The haunting notes of taps from the trumpet of Don Altringer have echoed over Stutsman County cemeteries for more than 60 years.
This year, once again, his Memorial Day activities will pay tribute to his fellow veterans.
"It is an honor and a privilege to play for veterans," he said. "I believe any veteran should be entitled to live taps rather than the recorded thing they do now."
Altringer, now 83, first played taps for Memorial Day activities in 1955. He had just graduated from Wimbledon High School and would enter the U.S. Navy shortly thereafter.
"I blew taps at four cemeteries in the Wimbledon area that day," he said. "... when I was in the Navy, I was a ship's bugler for three and a half years."
The trumpet he played at Wimbledon 65 years ago still looks like new courtesy of "being rebuilt a couple of times."
The military used bugle calls to communicate with the sailors or troops. There were different calls for getting up in the morning, going to meals and even the arrival of the mail. Taps, along with being played at funeral or memorial services, signaled the end of the day in the military.
Altringer returned to Stutsman County in 1960. While still serving in the Naval Reserve he found a new place to play the bugle.

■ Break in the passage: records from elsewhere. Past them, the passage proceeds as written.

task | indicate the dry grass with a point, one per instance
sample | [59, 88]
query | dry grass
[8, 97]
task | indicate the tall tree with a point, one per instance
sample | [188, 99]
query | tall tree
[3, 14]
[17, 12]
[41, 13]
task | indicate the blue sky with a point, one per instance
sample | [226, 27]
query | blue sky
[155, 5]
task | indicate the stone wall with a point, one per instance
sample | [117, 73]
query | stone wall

"When I got out, we formed the Drum and Bugle Corps," he said. "I've been hanging in there ever since."
His time with the Jamestown Drum and Bugle Corps has also built many friendships.
"Donnie is the best guy you'll ever want to know," said Bruce Meikle, a member of the group for 50 years.

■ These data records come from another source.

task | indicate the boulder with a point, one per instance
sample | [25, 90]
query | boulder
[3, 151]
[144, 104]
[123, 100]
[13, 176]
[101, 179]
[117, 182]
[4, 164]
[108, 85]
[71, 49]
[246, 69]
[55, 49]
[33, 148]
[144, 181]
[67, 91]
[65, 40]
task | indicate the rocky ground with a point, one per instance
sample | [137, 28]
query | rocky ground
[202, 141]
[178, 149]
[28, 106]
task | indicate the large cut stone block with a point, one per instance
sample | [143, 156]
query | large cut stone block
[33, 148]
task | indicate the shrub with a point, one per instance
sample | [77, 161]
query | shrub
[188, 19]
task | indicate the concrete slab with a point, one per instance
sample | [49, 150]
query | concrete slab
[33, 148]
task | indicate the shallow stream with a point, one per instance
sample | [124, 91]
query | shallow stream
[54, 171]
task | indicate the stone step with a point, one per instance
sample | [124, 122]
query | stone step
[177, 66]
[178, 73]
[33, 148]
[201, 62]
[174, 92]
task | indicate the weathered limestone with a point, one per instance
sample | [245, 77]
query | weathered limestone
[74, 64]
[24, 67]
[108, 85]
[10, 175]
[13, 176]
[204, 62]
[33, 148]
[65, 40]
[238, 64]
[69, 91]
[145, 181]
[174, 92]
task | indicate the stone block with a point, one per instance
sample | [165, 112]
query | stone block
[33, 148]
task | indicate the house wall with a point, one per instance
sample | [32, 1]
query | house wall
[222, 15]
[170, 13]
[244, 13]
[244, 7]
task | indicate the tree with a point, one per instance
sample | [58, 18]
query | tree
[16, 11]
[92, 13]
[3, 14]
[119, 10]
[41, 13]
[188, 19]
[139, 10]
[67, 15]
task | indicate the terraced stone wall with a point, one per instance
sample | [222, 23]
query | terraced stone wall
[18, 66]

Meikle said he continues to participate in the Drum and Bugle Corps because of the camaraderie and for the love of playing music.

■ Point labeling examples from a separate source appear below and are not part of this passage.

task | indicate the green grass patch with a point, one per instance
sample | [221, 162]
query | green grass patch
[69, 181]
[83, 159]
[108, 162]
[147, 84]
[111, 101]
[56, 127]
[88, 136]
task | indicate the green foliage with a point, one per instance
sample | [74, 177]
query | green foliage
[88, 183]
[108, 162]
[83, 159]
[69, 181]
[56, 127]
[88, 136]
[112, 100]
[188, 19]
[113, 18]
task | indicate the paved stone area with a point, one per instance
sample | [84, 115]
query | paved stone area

"I ain't any good but I love to play," he said.
Gordon Johnson, more of a "newcomer" to the Drum and Bugle Corps with somewhere between 25 and 30 years experience, also said spending time with the other members of the group is important.
"The people in the corps are awesome," he said. "We've become close friends."
Johnson said Memorial Day remains an important date for the group.
"Memorial Day is always important," he said. "That and Veterans Day when we play at the (North Dakota) Veterans Home at Lisbon."
For Altringer, any event that allows him to honor a veteran is important.
"No single event or service sticks out," he said. "For me, every veteran is an honor and privilege to play for."
And he has no intention of slowing down or giving up any opportunities to exercise that privilege.
"I'm 83 years old now," he said. "It is a little more of a challenge than when I was 40."
Altringer said he is up for those challenges. He retired in 2000 from a partnership in a farm credit operation here in Jamestown. He has battled cancer, which is currently in remission, and spends his free time hunting and taking care of the yard. He plans to continue those activities as long as possible, just like playing the bugle.
"I'll probably keep doing this until they have to do it (play taps) for me," he said. "I hope it is not a tape."